Leftist Poet Missing in Tabriz Two Days after Intelligence Ministry Raided His Home

Children’s rights advocate and leftist poet Omid Aghdami has been missing since October 5, 2017.

A confidential source close to the activist claimed his phone and online connections with his friends have been cut off and that they’re worried he might been arrested.

Two days before, he tweeted that Intelligence Ministry agents had searched his home in Tabriz, East Azerbaijan Province, and confiscated his personal belongings, including a laptop and notebooks.

“The Intelligence Ministry contacted my mother again today. They warned that if I do not surrender like a good boy, they will find and kill me,” he tweeted on October 4, the day before he went missing.

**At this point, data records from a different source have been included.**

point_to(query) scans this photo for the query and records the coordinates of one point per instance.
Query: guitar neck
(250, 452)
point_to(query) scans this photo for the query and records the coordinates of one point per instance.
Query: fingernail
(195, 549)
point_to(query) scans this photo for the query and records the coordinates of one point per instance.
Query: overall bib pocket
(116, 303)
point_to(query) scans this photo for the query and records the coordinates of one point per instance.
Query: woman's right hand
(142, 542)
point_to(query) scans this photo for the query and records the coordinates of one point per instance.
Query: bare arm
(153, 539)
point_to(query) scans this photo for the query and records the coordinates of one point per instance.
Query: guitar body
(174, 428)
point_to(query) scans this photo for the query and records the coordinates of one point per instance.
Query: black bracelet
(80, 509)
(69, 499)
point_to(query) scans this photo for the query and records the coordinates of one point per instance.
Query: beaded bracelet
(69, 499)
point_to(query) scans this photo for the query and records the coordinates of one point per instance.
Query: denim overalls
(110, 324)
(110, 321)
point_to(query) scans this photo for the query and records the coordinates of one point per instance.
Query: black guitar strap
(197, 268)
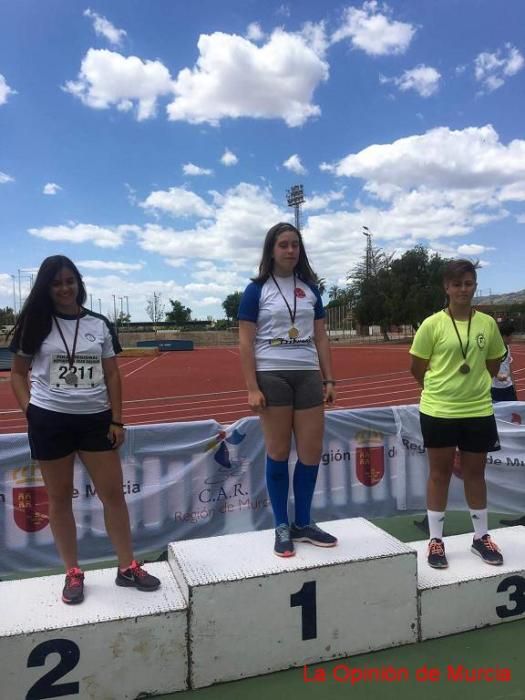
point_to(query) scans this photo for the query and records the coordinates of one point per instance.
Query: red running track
(207, 383)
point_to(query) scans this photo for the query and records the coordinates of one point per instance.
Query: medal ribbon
(70, 356)
(465, 351)
(292, 314)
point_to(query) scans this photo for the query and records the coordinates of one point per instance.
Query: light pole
(295, 197)
(368, 259)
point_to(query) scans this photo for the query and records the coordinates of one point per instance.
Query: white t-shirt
(504, 368)
(50, 367)
(263, 304)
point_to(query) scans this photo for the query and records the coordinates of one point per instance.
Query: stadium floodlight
(295, 197)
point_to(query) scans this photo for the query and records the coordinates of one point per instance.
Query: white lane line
(142, 366)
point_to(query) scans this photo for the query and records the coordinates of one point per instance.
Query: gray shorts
(301, 388)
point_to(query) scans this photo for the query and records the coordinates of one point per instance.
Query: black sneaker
(73, 591)
(312, 533)
(136, 577)
(283, 546)
(436, 557)
(487, 550)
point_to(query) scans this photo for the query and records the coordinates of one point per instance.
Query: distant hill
(501, 299)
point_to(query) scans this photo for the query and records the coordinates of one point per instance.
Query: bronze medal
(465, 367)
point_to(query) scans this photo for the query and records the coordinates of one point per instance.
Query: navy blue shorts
(55, 435)
(467, 434)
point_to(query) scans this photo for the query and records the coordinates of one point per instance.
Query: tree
(231, 305)
(155, 307)
(7, 316)
(178, 314)
(402, 291)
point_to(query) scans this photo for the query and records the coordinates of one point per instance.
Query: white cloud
(472, 249)
(110, 265)
(178, 201)
(294, 164)
(423, 79)
(254, 32)
(492, 69)
(228, 158)
(373, 31)
(103, 237)
(242, 216)
(109, 79)
(103, 27)
(5, 90)
(317, 202)
(51, 188)
(194, 170)
(470, 158)
(234, 78)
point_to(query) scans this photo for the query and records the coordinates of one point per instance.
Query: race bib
(86, 372)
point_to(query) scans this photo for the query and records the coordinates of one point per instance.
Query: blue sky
(153, 142)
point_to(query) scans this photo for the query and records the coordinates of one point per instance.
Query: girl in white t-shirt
(66, 380)
(285, 357)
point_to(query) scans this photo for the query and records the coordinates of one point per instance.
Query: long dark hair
(34, 322)
(303, 269)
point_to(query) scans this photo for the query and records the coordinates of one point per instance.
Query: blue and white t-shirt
(264, 305)
(49, 366)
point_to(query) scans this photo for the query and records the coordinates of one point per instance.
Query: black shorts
(54, 435)
(468, 434)
(301, 388)
(507, 393)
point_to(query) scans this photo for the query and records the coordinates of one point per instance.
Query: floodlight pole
(368, 259)
(295, 197)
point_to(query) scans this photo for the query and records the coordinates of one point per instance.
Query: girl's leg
(308, 427)
(58, 478)
(277, 430)
(106, 471)
(308, 430)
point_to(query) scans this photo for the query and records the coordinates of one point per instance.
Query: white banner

Aghdami, member of the Tabriz Children’s Rights Friendship Society (TCRFS) who has published several poems online that are critical of current political affairs in Iran as well as religious concepts, had been ordered by phone to report to the ministry in May and July 2017, but refused because he had not received a written summons.

In October 2016, the Fars News Agency, which is close to the Islamic Revolutionary Guards Corps (IRGC), published a report accusing TCRFS members of politicizing child labor issues.

“In the outskirts of Tabriz, hidden from view, there are a few bankrupt political hacks with no roots inside Iran or abroad, who are now taking advantage of deprived children and families to further their ill intentions,” said the report.

In September 2017, two poets and a philosopher were convicted by a court in Gorgan, Golestan Province, for the content of their personal social media postings. Roozbeh Gilasian was sentenced to a year in prison and Nima Saffar to 80 days in prison. An appeals court also issued a fine of eight million tomans (approximately $2,412 USD) to Elaheh Soroushnia.

In 2015, poets Fatemeh Ekhtesari and Mehdi Moosavi were issued prison sentences of nine and eleven years in prison respectively and 99 lashes each.